Monday update

Well, try as we might, we couldn’t keep Monday from coming again.  Funny how it always seems to come around this time of week.  Bummer.

Evidently, Keegan’s tummy is not fond of Mondays either.  We stayed the course.  We made no changes, and yet, today was much worse than yesterday as far as output goes.  If nothing else, it made me very glad that we advocated for not making any more changes in Keegan’s feeds until he shows continued, sustained improvement.  Keegan’s cardiothoracic surgeon stopped by, and she wholeheartedly agreed.  She said there was no way to expect he would recover if we kept “letting the bull into the china shop.”  I couldn’t agree more.  Our plan now is to hold his tube feeds at 24 hours per day of 10cc/hour for the immediate future (a week or more?).  That’s such a small amount for his body weight that it’s considered just enough of a basic drip to keep his stomach and intestines “alive” as he heals.

Keegan’s labs are fairly stable now.  The IgG trial is over tomorrow evening.  I won’t say I’m wholly disappointed in that one, but I do wish it had been the golden ticket we’d for.  His stool cultures came back negative for rotavirus finally today and negative for c-diff too.  The c-diff isn’t surprising.  It’s so prone to false negatives, that you aren’t even given the all-clear until you’ve had consecutive negatives over the course of three 24-hour periods.  We were excited to see the negative rotavirus.  If you remember, it should come back negative while on the anti-parisitic drug, but Keegan’s was still coming back positive after two full courses.  This is definitely an improvement, but we will continue the drug treatment for the next two weeks to be sure.

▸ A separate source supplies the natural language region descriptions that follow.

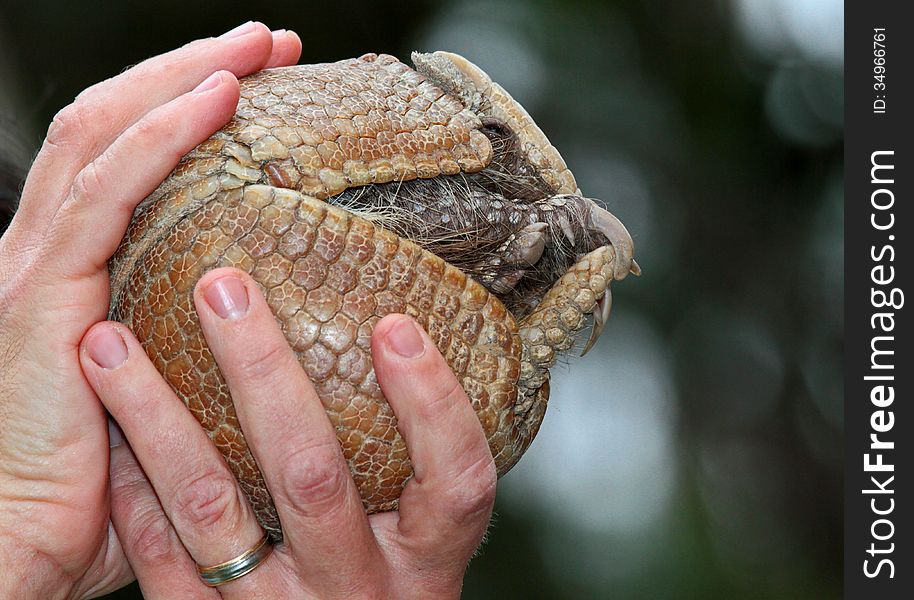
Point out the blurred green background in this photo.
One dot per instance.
(696, 452)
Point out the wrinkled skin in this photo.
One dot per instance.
(171, 503)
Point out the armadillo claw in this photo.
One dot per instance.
(611, 227)
(600, 316)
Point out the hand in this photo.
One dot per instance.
(332, 549)
(103, 154)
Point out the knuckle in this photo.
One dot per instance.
(472, 493)
(152, 538)
(88, 183)
(315, 477)
(69, 126)
(209, 500)
(442, 400)
(263, 364)
(148, 532)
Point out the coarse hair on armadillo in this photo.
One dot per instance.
(469, 219)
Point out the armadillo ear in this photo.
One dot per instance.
(441, 70)
(461, 78)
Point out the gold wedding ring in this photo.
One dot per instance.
(238, 566)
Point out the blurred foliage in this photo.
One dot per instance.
(704, 459)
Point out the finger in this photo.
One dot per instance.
(162, 566)
(194, 485)
(82, 130)
(94, 217)
(285, 424)
(286, 49)
(445, 507)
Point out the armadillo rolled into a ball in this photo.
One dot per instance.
(361, 188)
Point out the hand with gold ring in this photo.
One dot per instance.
(103, 154)
(185, 524)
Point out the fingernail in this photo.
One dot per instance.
(107, 348)
(115, 435)
(227, 297)
(209, 83)
(405, 340)
(238, 31)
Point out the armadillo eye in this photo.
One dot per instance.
(496, 129)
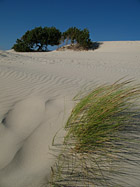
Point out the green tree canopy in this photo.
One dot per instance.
(38, 39)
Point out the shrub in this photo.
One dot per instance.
(38, 39)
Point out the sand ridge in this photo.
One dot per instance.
(36, 99)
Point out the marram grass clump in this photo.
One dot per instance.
(102, 134)
(100, 114)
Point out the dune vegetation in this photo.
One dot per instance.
(39, 38)
(101, 126)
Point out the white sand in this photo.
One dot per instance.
(36, 99)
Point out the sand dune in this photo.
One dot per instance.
(36, 100)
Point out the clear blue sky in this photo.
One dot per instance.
(106, 20)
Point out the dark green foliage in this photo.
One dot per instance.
(38, 39)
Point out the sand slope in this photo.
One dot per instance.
(36, 99)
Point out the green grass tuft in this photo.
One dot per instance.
(102, 133)
(100, 114)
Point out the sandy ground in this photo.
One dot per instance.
(36, 100)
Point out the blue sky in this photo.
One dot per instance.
(107, 20)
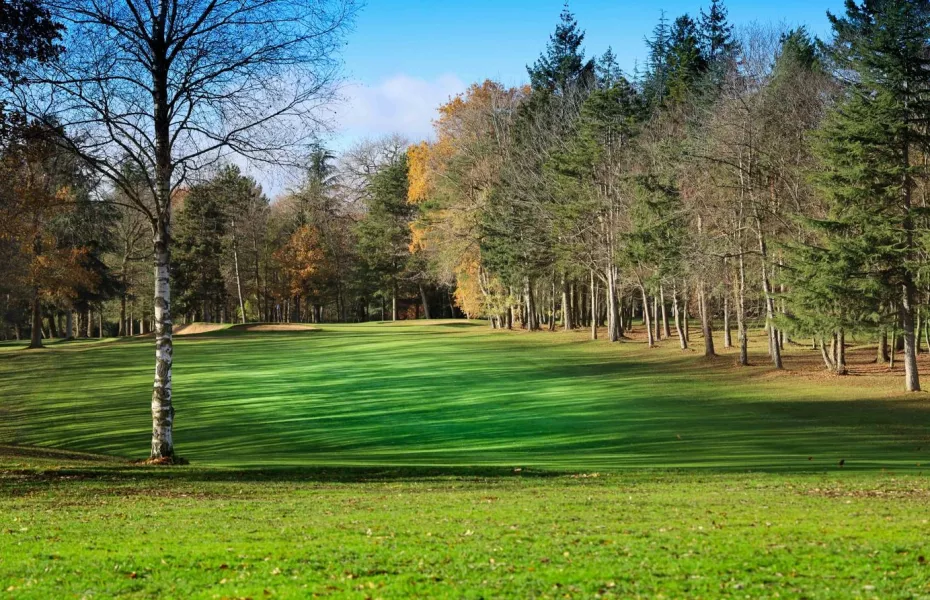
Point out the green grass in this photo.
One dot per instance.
(381, 461)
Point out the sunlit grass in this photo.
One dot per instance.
(449, 461)
(454, 394)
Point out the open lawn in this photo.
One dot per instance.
(449, 460)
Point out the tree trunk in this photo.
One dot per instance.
(552, 306)
(706, 324)
(881, 356)
(238, 284)
(741, 313)
(656, 326)
(676, 309)
(841, 353)
(774, 346)
(665, 326)
(52, 328)
(727, 335)
(425, 302)
(162, 407)
(593, 306)
(646, 323)
(615, 332)
(532, 323)
(827, 359)
(36, 334)
(567, 323)
(685, 325)
(911, 376)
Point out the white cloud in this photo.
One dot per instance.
(399, 104)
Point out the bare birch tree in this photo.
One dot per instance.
(168, 87)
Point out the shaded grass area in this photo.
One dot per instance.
(448, 395)
(71, 527)
(445, 460)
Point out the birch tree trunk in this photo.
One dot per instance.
(423, 299)
(665, 326)
(238, 283)
(162, 407)
(741, 314)
(646, 322)
(727, 335)
(613, 318)
(567, 324)
(911, 375)
(593, 306)
(36, 333)
(532, 323)
(774, 346)
(706, 325)
(676, 309)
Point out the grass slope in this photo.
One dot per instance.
(454, 394)
(378, 461)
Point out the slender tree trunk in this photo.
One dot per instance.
(552, 306)
(52, 329)
(827, 359)
(162, 401)
(727, 335)
(36, 333)
(676, 309)
(911, 375)
(742, 333)
(613, 318)
(881, 356)
(425, 302)
(238, 284)
(593, 306)
(774, 346)
(567, 323)
(706, 324)
(841, 353)
(532, 322)
(686, 327)
(649, 339)
(656, 326)
(665, 326)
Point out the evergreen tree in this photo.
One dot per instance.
(716, 34)
(868, 147)
(607, 69)
(655, 80)
(199, 233)
(686, 62)
(563, 66)
(384, 232)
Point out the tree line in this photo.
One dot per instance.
(734, 179)
(738, 178)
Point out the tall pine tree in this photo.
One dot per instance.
(868, 148)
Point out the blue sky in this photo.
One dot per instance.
(405, 57)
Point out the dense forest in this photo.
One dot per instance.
(737, 178)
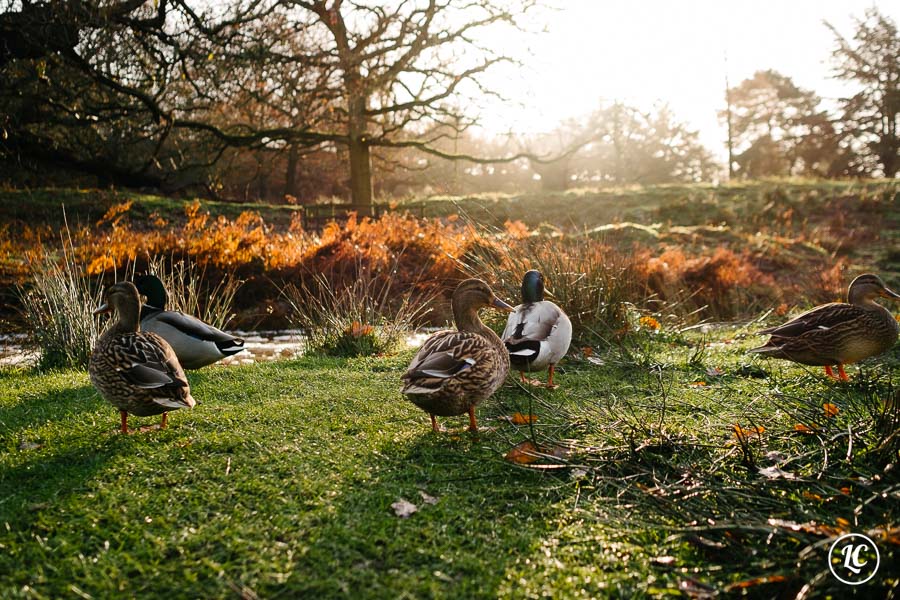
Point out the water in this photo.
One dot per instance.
(259, 346)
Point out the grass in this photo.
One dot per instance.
(281, 482)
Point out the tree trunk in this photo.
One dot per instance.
(360, 173)
(290, 176)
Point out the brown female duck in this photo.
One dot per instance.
(136, 371)
(455, 370)
(838, 333)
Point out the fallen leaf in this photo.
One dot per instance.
(810, 527)
(404, 508)
(891, 536)
(741, 585)
(743, 434)
(527, 453)
(559, 451)
(520, 419)
(648, 322)
(776, 473)
(523, 453)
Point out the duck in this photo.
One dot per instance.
(196, 344)
(453, 371)
(838, 333)
(538, 332)
(136, 371)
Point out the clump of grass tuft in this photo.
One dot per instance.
(190, 292)
(363, 318)
(592, 281)
(57, 309)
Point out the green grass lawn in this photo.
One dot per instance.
(280, 483)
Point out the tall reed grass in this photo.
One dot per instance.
(58, 306)
(367, 316)
(190, 291)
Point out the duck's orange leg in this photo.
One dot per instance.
(550, 378)
(842, 373)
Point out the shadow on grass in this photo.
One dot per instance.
(477, 518)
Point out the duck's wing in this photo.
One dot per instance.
(820, 318)
(146, 361)
(535, 322)
(443, 356)
(195, 328)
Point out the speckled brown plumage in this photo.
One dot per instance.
(838, 333)
(135, 371)
(455, 370)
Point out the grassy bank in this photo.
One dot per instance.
(708, 252)
(281, 482)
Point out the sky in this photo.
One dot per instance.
(644, 52)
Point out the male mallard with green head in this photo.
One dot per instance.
(538, 332)
(136, 371)
(455, 370)
(838, 333)
(196, 344)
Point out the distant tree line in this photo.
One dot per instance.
(298, 99)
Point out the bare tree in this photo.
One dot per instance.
(193, 78)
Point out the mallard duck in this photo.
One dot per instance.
(196, 343)
(838, 333)
(136, 371)
(538, 332)
(455, 370)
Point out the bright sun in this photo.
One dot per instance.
(657, 51)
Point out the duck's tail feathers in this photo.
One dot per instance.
(764, 350)
(229, 347)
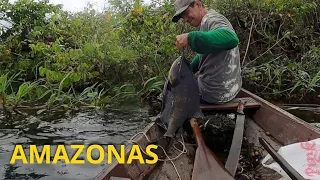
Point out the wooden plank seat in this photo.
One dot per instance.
(250, 103)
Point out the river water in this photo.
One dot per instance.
(103, 127)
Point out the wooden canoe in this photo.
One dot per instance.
(263, 119)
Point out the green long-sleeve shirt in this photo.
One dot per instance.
(210, 42)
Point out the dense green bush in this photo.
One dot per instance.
(96, 58)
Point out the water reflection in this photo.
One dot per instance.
(53, 128)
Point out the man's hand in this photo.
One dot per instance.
(182, 41)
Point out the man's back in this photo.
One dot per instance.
(219, 72)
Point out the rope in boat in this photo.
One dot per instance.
(168, 158)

Where does that put us?  Working on advancing Keegan’s tube feeds and weaning the TPN (IV nutrition) for the most part.  Generally, the doctors would like to see him on full tube feeds and off the TPN completely before sending him home.  Gray and I initially said we’d push to go home on 12 hours of TPN.  Right now, he’s on 20 hours of TPN and just enough tube feeds to keep his stomach from atrophy.  It could be a month or more of sitting in this room on contact and neutropenic isolation before that happens.  We’re not okay with that.  We’ve asked for Keegan’s nutritional needs to be revevaluated and determine into just how few hours we can concentrate his TPN.  We’re hoping for 16, but I’d be okay wtih 24 if it meant going home. 

So, long story short – barring any other issues cropping up, the next two days will be filled with getting our home health situated.  We’re hoping to bring Keegan home by Wednsday or Thursday.  This is going to be an extreme challenge for us at home.  The demands of Keegan’s line, TPN, meds, and tube feeds, all while keeping him mobile, entertained, on time to appintments and therapies (and don’t forget Audrey) will be daunting at least.  But it is worth it to be in our own home as a family again. 

We would greatly appreciate your prayers as we get the ball rolling on this.  We are ready to be home.  Thank you so very much.